Support Questions

Find answers, ask questions, and share your expertise

Trident (Opaque Transactional Spout) : Difference between ClientID and STREAMName

avatar

GroupID/ClientId :

I am reading from Kafka via Trident kafka spout (Opaque Transactional Spout), On Restart If I change the clientID (passed into Tridentkafka Config) I don't see that my spout reading data from initial data point

Is clientId same as groupid?

But If I change stream name, spout starts getting data from beginning.
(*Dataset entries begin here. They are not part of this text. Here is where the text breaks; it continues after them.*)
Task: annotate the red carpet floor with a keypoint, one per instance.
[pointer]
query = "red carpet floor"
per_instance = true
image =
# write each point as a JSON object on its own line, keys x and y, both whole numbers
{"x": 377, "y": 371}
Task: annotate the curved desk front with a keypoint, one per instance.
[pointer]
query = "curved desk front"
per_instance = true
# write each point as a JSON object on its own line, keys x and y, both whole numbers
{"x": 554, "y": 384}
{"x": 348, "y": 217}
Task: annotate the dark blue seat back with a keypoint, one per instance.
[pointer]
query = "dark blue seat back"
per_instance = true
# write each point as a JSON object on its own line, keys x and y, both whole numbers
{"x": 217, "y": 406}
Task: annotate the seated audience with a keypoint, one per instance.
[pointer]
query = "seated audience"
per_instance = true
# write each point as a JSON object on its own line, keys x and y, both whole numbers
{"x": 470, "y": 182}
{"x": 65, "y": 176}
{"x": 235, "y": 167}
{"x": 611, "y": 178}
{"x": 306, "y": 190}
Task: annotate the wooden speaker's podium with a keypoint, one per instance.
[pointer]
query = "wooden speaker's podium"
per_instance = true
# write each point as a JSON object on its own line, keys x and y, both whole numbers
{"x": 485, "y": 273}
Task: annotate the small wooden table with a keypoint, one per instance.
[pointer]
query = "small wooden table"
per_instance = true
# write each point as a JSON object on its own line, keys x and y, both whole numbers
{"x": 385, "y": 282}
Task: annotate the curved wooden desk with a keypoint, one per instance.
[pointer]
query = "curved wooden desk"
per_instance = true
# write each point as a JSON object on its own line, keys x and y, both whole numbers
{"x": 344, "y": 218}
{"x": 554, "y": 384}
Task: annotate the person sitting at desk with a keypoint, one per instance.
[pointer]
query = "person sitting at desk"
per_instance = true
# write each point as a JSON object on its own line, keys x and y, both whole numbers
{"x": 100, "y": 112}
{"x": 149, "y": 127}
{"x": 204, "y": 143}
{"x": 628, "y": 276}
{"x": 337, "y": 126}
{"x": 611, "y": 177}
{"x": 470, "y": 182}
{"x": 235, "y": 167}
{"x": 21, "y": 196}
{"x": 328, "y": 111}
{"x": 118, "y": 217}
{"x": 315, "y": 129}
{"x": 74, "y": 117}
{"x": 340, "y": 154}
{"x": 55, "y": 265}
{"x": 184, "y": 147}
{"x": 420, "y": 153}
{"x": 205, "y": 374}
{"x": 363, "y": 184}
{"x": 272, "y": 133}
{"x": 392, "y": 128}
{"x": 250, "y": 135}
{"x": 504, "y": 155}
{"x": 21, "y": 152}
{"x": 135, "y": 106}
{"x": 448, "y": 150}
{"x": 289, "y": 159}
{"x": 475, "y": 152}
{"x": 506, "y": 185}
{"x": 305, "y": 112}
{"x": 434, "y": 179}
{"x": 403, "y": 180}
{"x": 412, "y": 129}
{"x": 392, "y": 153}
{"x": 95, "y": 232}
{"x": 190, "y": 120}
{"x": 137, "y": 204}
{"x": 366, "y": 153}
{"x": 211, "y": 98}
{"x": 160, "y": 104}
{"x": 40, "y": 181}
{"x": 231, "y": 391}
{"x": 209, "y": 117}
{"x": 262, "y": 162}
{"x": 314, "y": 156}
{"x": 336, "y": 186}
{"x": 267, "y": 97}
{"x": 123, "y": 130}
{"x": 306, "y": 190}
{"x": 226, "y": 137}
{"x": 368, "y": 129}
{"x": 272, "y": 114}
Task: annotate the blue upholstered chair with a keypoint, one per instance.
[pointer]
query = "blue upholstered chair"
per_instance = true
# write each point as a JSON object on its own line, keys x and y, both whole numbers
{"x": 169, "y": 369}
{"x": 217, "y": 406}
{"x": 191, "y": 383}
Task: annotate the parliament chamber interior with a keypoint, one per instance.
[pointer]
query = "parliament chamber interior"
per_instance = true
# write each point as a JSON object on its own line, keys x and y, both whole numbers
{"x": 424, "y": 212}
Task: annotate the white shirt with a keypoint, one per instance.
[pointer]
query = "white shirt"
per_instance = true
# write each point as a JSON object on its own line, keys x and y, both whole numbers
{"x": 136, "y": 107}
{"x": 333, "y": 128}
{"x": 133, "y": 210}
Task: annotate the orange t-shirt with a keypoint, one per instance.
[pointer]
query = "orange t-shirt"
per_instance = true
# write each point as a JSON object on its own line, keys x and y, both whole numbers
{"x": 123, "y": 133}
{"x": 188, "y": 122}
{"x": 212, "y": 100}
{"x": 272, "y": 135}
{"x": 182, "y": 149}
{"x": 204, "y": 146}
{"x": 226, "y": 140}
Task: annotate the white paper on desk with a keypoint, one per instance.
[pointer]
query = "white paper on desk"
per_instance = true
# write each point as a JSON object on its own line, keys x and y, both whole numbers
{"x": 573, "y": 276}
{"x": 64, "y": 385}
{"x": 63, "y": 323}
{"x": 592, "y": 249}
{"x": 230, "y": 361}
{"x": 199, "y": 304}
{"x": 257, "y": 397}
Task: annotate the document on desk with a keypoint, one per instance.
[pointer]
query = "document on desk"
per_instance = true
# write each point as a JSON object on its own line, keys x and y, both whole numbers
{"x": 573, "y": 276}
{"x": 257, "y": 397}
https://github.com/apache/storm/blob/master/external/storm-kafka/src/jvm/org/apache/storm/kafka/trid...

@Ram Sriharsha

1 ACCEPTED SOLUTION

avatar
Guru

@Narendra Bidari clientId and groupId are not the same. ClientId is a user specified string value that is sent along with every message to help with tracing and debugging. On the other hand groupId is a unique identifier for a group of consumer processes. Since the Kafka read offset is stored in zookeeper for your groupId you don't start reading files from the beginning for that topic. This is why you are able to read the entire topic when you change the topic name because no previous offset has been stored hope this helps

View solution in original post

7 REPLIES 7

avatar
Master Mentor

avatar
Guru

@Narendra Bidari clientId and groupId are not the same. ClientId is a user specified string value that is sent along with every message to help with tracing and debugging. On the other hand groupId is a unique identifier for a group of consumer processes. Since the Kafka read offset is stored in zookeeper for your groupId you don't start reading files from the beginning for that topic. This is why you are able to read the entire topic when you change the topic name because no previous offset has been stored hope this helps

avatar

@Jeremy Dyer : Thanks for the answer. I now understand clientId is not same as groupId.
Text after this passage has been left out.